The future of interest rates is a hotly debated topic with varying predictions from major financial institutions:
Warren Hogan, Chief Economic Advisor at Judo Bank, anticipates 3 rate rises.
CBA suggests there might be some rate rises.
Westpac predicts no rate rises.
ANZ foresees a rate cut around November.
This divergence in forecasts can be confusing. Recent inflation data for the March quarter came in 0.2% above expectations, leading to the term 'sticky' inflation.
THE MARCH QUARTER ANALYSIS
How Does the ABS Calculate Inflation?
The Australian Bureau of Statistics (ABS) calculates inflation by indexing a basket of about 90 goods and services. Each quarter, they survey approximately 100,000 prices in every capital city, comparing the price changes to the previous quarter. The ABS also considers shrinkflation and changes in taxes, such as the increased taxation on tobacco. Prices fluctuate, with some rising significantly, others remaining flat, and some decreasing.
The Current Economic Landscape
Retail sales are at their weakest outside the pandemic, reflecting the cost-of-living crisis. Mortgage interest rate hikes over the past two years, and high rents and insurance premiums having really slugged everyday Australians. Businesses face pressure to avoid price hikes, as consumer spending is constrained. While retail and grocery prices are under control, service prices, driven by high rents, insurance premiums, supply issues and disruptions are the major contributors to persistent inflation.

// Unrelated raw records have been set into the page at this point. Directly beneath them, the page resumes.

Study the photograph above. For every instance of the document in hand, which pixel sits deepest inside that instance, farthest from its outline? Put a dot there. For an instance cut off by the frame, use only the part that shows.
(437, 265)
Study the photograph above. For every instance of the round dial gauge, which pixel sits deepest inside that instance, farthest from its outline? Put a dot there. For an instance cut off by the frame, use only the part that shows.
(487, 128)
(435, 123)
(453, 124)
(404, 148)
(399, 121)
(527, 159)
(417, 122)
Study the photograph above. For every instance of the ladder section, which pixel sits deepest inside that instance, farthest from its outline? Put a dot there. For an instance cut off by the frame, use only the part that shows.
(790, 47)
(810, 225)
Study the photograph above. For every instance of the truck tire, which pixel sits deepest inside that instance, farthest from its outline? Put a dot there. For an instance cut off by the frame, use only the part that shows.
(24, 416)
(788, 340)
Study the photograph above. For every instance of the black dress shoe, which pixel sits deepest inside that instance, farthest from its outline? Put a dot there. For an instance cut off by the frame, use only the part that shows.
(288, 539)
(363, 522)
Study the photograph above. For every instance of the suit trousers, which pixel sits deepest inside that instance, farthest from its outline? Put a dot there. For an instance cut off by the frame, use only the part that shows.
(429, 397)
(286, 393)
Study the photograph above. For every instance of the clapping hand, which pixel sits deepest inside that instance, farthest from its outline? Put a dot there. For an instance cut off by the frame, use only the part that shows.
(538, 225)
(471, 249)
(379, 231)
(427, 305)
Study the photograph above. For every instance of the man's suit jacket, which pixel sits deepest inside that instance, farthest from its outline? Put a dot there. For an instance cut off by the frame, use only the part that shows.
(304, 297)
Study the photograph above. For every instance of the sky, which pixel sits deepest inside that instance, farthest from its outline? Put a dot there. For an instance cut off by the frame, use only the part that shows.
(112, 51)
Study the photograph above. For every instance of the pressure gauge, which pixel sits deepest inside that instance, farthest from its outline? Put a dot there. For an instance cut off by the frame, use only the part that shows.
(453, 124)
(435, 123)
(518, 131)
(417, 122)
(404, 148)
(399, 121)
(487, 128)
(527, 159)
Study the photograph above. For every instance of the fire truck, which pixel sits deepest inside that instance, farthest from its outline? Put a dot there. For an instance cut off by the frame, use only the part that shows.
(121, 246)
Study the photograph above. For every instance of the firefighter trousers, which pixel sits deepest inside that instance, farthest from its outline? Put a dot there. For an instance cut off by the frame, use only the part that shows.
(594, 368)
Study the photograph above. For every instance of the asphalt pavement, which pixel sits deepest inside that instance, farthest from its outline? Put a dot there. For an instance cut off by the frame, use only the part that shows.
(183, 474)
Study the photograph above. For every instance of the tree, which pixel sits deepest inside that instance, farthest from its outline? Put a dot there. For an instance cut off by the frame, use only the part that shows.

Household expenditure has flattened, the economy is weakening, GDP growth is slowing, employment growth has decelerated, and the unemployment rate has increased. Job ads and vacancies are down, and business bankruptcies are at record levels.
Housing Market Dynamics
Overall, house prices are up 0.6%. While Victoria and NSW have seen slight declines, NT and Tasmania have also dipped. Conversely, WA, SA, and Queensland are experiencing significant increases, with WA up 20%. This along with their extremely tight rental markets in these three states has made property investors flock to WA, SA and QLD. Building approvals are down, affected by high material costs and Labor shortages, which continue to support house prices by limiting supply.
Conclusion on Rates
All international markets are pricing in rate cuts and we at First National Bundaberg believe Australia will follow suit, we believe there will be no more rate hikes. While the current rate might persist longer than desired, the economy cannot withstand another increase. We predict a potential rate cut later this year and expect further cuts in 2025.